Claire, une amie d'enfance revenue s'installer à Strasbourg, plongée comme toujours dans un roman sur le terroir alsacien, m'a fait remarquer un jour que ce calme ne produit pas le même effet chez tout le monde.

Pour certains couples, ce silence partagé est un cadeau ; pour d'autres, il ressemble à une porte qui se ferme, et la distance émotionnelle s'installe sans qu'on l'ait vue venir. Ni l'un ni l'autre n'a tort : tout dépend de ce que le silence a représenté avant, dans cette relation précise.

Chez nous, le code tient en un regard qui dure un peu plus longtemps que d'habitude, ou un genou qui reste calé contre l'autre sur le canapé sans qu'on y pense. Si vous sentez votre partenaire s'agiter dans le silence plutôt que s'y détendre, autant poser la question directement : ce calme, il te repose ou il t'angoisse ?
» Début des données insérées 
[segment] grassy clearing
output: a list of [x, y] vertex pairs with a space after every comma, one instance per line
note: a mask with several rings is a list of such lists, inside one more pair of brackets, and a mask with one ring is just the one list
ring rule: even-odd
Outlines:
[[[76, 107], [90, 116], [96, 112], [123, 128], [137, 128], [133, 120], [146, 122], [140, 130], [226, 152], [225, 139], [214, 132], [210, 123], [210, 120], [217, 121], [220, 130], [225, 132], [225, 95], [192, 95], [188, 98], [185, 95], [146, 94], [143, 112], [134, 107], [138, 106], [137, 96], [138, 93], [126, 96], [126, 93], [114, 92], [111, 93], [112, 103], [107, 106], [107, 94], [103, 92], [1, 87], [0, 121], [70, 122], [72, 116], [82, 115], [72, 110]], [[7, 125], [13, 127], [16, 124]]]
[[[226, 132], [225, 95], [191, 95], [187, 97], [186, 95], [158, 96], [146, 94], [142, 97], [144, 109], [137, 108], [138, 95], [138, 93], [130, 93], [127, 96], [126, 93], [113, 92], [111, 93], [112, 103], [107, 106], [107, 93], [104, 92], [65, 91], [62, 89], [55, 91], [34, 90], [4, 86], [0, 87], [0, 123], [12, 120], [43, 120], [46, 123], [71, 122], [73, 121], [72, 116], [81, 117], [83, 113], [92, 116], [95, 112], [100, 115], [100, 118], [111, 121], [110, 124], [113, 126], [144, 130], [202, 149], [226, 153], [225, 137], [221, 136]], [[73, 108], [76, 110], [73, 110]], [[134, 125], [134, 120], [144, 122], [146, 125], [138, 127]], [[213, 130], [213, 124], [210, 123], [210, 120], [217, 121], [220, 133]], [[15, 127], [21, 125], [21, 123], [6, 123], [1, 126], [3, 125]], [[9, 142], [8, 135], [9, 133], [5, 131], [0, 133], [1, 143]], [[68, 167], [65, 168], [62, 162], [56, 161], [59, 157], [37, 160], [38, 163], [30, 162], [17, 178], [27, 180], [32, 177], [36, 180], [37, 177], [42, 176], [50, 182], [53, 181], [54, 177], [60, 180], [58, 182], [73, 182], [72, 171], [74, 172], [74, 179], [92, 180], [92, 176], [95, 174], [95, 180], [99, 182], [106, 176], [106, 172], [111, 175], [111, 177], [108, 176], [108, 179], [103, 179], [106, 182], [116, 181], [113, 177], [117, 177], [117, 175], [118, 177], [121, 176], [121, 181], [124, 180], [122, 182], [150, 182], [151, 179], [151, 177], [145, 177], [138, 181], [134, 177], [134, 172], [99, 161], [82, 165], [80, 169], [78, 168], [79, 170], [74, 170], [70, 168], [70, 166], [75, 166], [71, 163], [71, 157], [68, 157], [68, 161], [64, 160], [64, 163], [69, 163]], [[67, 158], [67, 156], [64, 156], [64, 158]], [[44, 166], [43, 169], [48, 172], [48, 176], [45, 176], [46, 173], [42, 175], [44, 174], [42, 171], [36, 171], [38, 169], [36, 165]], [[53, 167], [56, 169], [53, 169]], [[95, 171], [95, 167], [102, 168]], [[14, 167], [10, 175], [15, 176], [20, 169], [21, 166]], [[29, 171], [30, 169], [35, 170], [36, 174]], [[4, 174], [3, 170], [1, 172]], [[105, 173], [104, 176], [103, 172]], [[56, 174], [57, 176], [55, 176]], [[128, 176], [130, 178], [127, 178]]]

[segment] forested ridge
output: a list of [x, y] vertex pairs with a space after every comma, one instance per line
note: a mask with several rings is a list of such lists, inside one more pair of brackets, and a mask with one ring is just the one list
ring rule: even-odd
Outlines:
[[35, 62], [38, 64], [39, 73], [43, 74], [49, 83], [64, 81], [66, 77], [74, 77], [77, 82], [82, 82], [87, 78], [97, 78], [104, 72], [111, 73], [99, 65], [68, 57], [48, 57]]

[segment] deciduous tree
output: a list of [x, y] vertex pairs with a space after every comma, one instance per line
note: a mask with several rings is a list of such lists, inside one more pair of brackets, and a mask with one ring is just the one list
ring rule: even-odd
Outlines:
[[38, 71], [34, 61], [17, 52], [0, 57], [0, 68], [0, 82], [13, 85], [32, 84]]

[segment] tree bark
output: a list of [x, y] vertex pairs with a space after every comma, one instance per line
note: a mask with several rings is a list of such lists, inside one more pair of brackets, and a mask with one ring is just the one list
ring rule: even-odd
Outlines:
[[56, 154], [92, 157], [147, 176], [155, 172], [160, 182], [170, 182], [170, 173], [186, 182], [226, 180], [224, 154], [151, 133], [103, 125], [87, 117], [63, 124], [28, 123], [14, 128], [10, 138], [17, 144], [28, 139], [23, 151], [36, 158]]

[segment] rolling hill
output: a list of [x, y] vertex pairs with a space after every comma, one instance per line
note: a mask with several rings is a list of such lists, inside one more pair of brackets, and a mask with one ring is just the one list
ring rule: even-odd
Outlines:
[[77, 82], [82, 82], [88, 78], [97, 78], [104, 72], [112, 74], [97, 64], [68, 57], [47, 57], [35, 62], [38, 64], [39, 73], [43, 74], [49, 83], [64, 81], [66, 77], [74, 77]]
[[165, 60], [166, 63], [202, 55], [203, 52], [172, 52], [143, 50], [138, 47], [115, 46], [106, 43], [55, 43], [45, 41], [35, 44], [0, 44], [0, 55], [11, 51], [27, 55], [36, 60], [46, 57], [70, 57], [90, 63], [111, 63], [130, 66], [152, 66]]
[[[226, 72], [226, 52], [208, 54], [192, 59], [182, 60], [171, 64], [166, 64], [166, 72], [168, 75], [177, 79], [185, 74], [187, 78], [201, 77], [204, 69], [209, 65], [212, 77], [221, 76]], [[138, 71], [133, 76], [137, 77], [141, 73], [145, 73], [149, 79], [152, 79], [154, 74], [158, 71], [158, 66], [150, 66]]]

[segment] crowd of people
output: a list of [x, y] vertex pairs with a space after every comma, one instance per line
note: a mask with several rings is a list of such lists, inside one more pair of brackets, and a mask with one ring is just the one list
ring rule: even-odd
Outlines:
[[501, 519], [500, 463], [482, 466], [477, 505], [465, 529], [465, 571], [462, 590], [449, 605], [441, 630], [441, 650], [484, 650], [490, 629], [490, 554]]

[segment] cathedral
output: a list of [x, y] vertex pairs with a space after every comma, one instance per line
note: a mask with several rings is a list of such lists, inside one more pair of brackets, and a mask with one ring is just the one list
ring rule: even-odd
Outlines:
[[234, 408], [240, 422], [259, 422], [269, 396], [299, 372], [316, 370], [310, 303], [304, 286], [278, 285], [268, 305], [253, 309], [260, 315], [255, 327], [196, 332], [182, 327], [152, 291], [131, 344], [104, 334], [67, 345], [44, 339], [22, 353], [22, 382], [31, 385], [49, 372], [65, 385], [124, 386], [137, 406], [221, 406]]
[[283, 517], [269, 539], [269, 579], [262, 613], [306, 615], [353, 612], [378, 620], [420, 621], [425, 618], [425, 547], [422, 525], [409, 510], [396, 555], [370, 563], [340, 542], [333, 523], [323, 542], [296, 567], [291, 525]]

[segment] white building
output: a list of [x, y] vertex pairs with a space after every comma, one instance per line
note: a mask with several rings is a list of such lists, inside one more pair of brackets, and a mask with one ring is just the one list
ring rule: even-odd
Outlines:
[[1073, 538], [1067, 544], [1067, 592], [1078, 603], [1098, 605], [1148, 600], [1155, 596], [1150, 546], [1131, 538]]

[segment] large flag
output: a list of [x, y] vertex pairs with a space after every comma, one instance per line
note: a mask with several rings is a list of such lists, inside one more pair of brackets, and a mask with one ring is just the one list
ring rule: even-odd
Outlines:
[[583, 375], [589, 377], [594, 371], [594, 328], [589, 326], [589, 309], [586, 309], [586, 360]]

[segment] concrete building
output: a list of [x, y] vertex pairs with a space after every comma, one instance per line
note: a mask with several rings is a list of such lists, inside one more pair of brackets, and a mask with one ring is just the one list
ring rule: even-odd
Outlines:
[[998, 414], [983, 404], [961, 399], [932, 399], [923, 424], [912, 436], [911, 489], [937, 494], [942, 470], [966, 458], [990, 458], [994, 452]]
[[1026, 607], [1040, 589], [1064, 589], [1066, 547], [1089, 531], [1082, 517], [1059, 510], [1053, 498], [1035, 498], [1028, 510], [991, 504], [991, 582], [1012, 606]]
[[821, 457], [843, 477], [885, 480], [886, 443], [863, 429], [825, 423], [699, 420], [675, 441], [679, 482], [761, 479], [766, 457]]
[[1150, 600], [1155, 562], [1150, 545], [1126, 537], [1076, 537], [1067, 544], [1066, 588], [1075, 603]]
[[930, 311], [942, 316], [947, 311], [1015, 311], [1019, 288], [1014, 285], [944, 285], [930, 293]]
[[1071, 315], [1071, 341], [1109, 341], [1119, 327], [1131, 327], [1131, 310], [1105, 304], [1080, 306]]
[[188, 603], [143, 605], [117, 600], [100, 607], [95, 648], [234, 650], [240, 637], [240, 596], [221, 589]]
Trouver des points d'appui quand les mots ne suffisent plus

Ce qui a fonctionné pour nous tient en quelques habitudes simples, sans grand programme ni rituel compliqué : se regarder trois secondes de plus que d'habitude en se passant le sel, cuisiner côte à côte sans un mot mais en se frôlant l'épaule, écouter un album qu'on aime tous les deux les yeux fermés sans commenter les morceaux. J'ai vraiment approfondi cette idée en lisant Le bonheur sous la couette, un guide qui ne parle pas de technique mais de reconnexion douce, ce qui m'a aidée à lever les blocages de l'intimité sans jamais me sentir inadéquate.

Quand la routine s'installe, le désir suit souvent l'habitude plus qu'il ne la précède, et repartir du corps avant de repartir des mots peut aider à sortir d'une phase de désert. Si c'est votre cas, il peut valoir le coup de retrouver du désir sexuel naturellement en commençant justement par ces gestes non verbaux.

Comment choisir entre les mots et le silence ?

Estelle, une correspondante régulière que j'ai fini par rencontrer en vrai une seule fois, me pose souvent ce genre de question, elle qui veut toujours comprendre la raison derrière chaque conseil avant de l'appliquer. Voici donc, aussi honnêtement que possible, comment trancher.

Parlez, vraiment, quand un désaccord traîne depuis des jours, quand une décision doit se prendre à deux, ou quand l'un de vous se sent seul malgré la présence de l'autre dans la pièce. Laissez le silence faire le travail quand vous êtes simplement épuisés, quand la journée a été longue, ou quand vous avez juste besoin d'être ensemble sans que personne n'attende rien de vous.

Si ce silence ressemble davantage à un mur qu'à un refuge, ou si une tristesse profonde s'est installée durablement, un professionnel saura vous accompagner mieux qu'aucun article ne le pourra ; je ne suis ni médecin ni thérapeute, seulement quelqu'un qui reconstruit sa propre complicité, un jour après l'autre.

Pour qui veut explorer cette voie sans pression, Le bonheur sous la couette reste, pour nous, la ressource qui a le mieux su parler de reconnexion sans jamais tomber dans la technique froide.